Synthetic agent training data from scratch — forward synthesis & back-translation
Installation • Usage • Related projects • Citation
A pipeline for synthesizing high-quality agent training data from scratch. It targets cold start and data scarcity in tool-using agent scenarios: instead of mining value from existing logs, AgentSynth generates SFT-style trajectories (user intent → reasoning + tool calls) and validates them with execution-based reject sampling.
- Synthetic over manual — Strong LLMs (e.g. GPT-4, Qwen, Claude) can produce more consistent chain-of-thought and tool-calling behavior than typical human annotators.
- Execution as ground truth — Any trajectory that fails to run correctly (syntax errors, hallucinated tools or arguments) is rejected before it enters the dataset.
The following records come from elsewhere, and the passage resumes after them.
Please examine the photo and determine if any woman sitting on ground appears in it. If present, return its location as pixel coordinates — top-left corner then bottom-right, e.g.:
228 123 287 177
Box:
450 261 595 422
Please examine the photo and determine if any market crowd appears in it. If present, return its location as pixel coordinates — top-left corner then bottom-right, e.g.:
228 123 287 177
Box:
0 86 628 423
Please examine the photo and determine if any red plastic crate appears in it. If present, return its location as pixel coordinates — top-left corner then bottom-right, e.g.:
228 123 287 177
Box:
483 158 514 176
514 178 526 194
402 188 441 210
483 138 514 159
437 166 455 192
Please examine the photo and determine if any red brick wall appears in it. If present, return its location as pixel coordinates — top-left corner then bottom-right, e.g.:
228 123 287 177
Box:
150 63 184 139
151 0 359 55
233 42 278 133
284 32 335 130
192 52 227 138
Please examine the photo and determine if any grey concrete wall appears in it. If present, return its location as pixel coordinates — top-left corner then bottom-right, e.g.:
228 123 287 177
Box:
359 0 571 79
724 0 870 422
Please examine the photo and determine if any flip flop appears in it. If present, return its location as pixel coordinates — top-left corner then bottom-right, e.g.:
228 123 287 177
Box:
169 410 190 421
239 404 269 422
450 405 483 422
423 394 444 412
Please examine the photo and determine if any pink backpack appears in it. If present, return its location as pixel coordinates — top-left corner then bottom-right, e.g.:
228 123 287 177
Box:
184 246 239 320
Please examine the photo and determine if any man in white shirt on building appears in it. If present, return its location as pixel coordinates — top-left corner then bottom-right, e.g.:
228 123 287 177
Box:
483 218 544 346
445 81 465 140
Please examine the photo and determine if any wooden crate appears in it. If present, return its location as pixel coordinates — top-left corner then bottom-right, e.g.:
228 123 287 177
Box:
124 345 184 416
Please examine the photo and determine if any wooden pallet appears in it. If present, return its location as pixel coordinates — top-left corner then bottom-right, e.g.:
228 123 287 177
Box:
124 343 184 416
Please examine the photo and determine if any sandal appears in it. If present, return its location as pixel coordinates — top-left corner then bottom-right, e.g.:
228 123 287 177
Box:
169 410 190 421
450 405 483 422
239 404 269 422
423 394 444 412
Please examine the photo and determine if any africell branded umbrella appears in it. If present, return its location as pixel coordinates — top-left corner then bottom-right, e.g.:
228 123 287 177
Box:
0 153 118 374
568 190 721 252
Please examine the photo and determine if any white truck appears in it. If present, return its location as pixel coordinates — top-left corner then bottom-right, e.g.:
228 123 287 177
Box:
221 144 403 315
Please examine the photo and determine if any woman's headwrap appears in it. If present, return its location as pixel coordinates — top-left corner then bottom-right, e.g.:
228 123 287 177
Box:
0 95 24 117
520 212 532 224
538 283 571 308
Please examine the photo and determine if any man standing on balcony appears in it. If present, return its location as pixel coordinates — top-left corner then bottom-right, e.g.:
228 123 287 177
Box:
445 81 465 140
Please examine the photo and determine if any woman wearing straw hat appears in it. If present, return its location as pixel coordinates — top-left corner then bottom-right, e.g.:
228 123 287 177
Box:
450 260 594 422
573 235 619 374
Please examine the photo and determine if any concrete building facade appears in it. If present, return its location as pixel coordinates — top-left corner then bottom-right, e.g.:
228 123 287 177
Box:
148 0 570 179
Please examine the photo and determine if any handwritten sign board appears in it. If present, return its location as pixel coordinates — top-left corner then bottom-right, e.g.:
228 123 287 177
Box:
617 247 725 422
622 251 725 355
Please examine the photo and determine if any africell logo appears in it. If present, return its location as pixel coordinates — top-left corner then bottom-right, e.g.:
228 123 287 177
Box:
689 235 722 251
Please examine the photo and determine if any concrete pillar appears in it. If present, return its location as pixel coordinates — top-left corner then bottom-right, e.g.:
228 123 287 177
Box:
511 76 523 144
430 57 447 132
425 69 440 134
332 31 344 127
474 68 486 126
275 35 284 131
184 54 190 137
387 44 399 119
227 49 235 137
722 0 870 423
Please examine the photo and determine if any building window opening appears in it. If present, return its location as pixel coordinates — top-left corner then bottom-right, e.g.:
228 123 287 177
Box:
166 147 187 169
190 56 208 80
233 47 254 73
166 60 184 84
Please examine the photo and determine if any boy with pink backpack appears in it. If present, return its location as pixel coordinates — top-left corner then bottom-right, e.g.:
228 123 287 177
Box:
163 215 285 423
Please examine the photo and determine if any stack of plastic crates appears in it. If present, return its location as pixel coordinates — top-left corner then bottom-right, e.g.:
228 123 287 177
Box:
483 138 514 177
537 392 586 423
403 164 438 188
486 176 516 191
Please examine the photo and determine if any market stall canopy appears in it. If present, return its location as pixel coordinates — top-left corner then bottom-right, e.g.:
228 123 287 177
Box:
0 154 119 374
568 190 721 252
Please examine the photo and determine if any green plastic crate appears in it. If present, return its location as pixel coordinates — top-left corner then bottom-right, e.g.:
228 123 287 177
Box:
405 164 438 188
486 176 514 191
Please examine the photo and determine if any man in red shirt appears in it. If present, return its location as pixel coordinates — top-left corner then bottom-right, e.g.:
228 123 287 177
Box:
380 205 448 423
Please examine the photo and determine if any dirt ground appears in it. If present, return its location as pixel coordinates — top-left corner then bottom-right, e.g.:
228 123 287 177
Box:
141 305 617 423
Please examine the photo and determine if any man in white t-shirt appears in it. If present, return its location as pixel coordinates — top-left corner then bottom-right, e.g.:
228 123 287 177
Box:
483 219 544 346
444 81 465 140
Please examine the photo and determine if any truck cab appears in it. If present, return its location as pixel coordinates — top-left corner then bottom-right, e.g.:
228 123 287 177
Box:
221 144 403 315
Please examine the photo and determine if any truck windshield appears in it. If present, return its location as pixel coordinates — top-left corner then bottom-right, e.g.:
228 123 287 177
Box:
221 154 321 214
- Bidirectional generation — Data is produced in two ways: forward (multi-teacher: scenario → full trajectory) and back-translation (valid tool chain → reverse-engineered user query).
-
Pipe A — Forward synthesis
Seed scenario → multiple teacher models → consensus or selection → best trajectory. -
Pipe B — Back-translation
Tool definitions → valid tool-call sequences → simulated execution → LLM generates the user query that would justify that sequence. -
Pipe C — Reject sampling
Replay each candidate trajectory in a sandbox; reject on syntax errors, unknown tools/arguments, or empty observation loops.
cd AgentSynth
pip install -e .Requires Python 3.10+. See pyproject.toml and requirements.txt for dependencies.
agentsynth --help
agentsynth run -t examples/tools.json -o out.jsonl --mode back -n 2Back-translation (tool chain → user prompt): provide a JSON file of tool definitions; the pipeline builds valid chains, back-translates each to a user query, validates, and writes accepted samples to JSONL.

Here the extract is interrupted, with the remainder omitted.